Methods: Between January 2014 and August 2019, all patients who underwent electrical cardioversion for persistent atrial fibrillation at our institution were analysed. Clinical and echocardiographic baseline characteristics were used to identify independent predictors for AF recurrence at 12 and 24 months, using a Cox multivariable model.

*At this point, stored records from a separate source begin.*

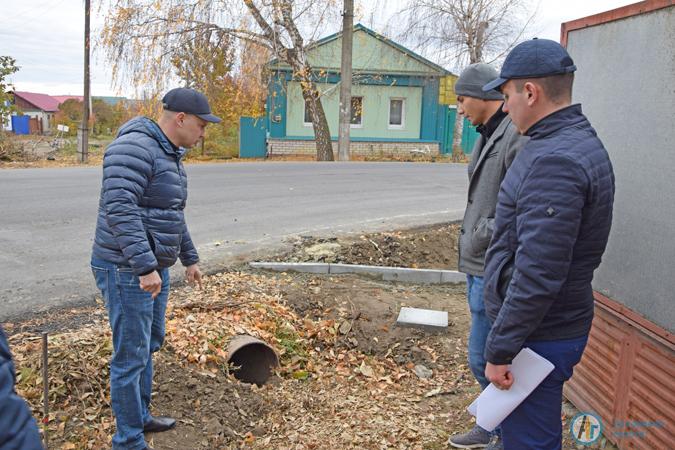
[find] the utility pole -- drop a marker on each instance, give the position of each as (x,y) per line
(346,80)
(83,134)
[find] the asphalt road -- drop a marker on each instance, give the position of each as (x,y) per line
(48,216)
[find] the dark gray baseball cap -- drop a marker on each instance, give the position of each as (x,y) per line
(536,58)
(470,83)
(189,101)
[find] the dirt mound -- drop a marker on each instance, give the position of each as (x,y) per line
(428,247)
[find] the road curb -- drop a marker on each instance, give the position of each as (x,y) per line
(425,276)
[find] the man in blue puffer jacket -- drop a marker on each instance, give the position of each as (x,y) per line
(18,430)
(552,224)
(140,233)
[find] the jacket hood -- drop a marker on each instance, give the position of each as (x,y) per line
(150,128)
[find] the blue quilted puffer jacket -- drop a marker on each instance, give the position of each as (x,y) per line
(554,214)
(140,215)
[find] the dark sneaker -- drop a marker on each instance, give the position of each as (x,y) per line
(474,438)
(495,444)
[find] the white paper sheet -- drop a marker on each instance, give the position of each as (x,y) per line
(493,405)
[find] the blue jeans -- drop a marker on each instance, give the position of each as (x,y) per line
(137,323)
(535,424)
(480,328)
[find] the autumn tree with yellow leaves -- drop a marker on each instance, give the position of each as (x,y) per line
(147,41)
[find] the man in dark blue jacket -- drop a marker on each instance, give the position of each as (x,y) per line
(18,430)
(554,213)
(140,233)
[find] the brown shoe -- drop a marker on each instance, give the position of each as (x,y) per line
(159,424)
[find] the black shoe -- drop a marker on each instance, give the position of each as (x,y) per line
(159,424)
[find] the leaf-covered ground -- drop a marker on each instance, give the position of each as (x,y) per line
(349,378)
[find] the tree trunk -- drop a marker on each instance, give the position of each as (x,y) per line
(457,151)
(346,81)
(324,147)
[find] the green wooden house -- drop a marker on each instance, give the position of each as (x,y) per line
(402,103)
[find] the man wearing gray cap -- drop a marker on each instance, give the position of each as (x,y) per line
(551,228)
(492,154)
(140,233)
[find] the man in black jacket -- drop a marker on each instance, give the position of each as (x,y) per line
(554,214)
(495,149)
(18,430)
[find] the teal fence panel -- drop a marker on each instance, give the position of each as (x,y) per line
(469,136)
(252,137)
(469,133)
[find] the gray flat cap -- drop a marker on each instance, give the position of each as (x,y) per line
(470,83)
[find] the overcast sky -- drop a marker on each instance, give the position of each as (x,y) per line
(46,38)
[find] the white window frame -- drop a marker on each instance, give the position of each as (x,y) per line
(356,125)
(394,126)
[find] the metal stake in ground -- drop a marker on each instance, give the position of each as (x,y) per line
(45,385)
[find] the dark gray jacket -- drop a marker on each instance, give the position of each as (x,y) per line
(553,219)
(487,168)
(140,215)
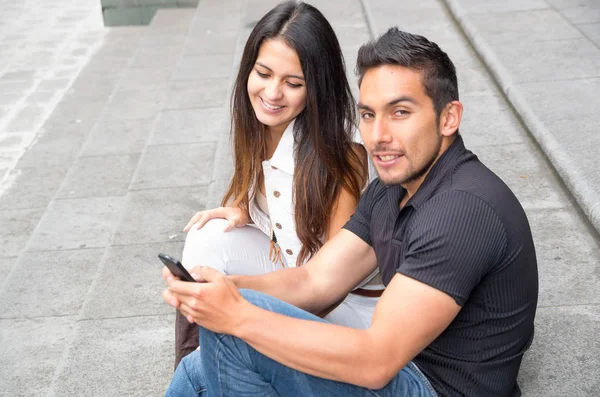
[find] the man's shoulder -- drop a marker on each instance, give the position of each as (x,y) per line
(374,191)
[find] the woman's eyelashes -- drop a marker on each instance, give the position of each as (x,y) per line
(266,76)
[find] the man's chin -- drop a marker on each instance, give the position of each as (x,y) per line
(388,179)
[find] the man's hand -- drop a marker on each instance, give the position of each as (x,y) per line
(214,302)
(235,216)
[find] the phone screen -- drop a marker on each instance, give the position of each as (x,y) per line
(176,267)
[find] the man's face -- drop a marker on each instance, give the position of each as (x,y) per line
(398,125)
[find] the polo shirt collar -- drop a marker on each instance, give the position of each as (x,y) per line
(442,166)
(283,158)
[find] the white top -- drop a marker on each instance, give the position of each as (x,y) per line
(261,201)
(278,173)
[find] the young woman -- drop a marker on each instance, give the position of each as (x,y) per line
(298,174)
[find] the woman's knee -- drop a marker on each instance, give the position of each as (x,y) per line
(205,246)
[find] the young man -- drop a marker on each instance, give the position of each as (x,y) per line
(451,241)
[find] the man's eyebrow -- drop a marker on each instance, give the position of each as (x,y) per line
(271,70)
(362,106)
(401,99)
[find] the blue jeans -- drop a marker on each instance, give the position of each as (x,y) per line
(228,366)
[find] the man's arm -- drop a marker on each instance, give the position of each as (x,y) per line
(338,267)
(408,317)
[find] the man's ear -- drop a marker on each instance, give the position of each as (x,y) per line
(450,118)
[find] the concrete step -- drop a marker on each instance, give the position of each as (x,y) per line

Results: We identified 1,028 consecutive patients with persistent AF. 319 patients were excluded from the study because they either spontaneously reverted to SR prior to ECV or declined ECV. We evaluated 709 patients (mean age 71 ± 10.8 years, male 67.3%). Acute success was achieved in 96.8% of patients. Sinus rhythm at 12 and 24 months was seen in 26.6% and 14.3% of patients (p<0.0001), respectively. SR at 12 months was seen in 20.4% of patients with a left atrial (LA) diameter <4 cm and in 6.2% of patients with a LA diameter >4 cm (p<0.0001). At 24 months, SR was seen in 11.5% of patients with LA diameter <4 cm, while 2.8% of patients with LA diameter >4 cm were in SR at 24 months (p<0.0001). 10.8% and 22.5% of patients in SR at 12 and 24 months respectively underwent AF ablation. Predictors of SR at 12 months on a univariate analysis were normal LV systolic function and mild LV systolic impairment, OR 1.61 (1.08–2.45), p=0.021 and OR 0.5 (0.24–0.94) p=0.043, respectively. In addition, flecainide and sotalol therapy improved the chances of SR at 12 months, OR 2.87 (1.16–7.12) p=0.021, and 2.25 (0.98–5.05) p=0.049, respectively. Multivariate analysis revealed no positive predictors for
SR maintenance.

Conclusion: Electrical cardioversion does not appear to be an effective long-term strategy for maintenance of sinus rhythm. Catheter ablation therapy may be the preferred strategy for patients with persistent
atrial fibrillation.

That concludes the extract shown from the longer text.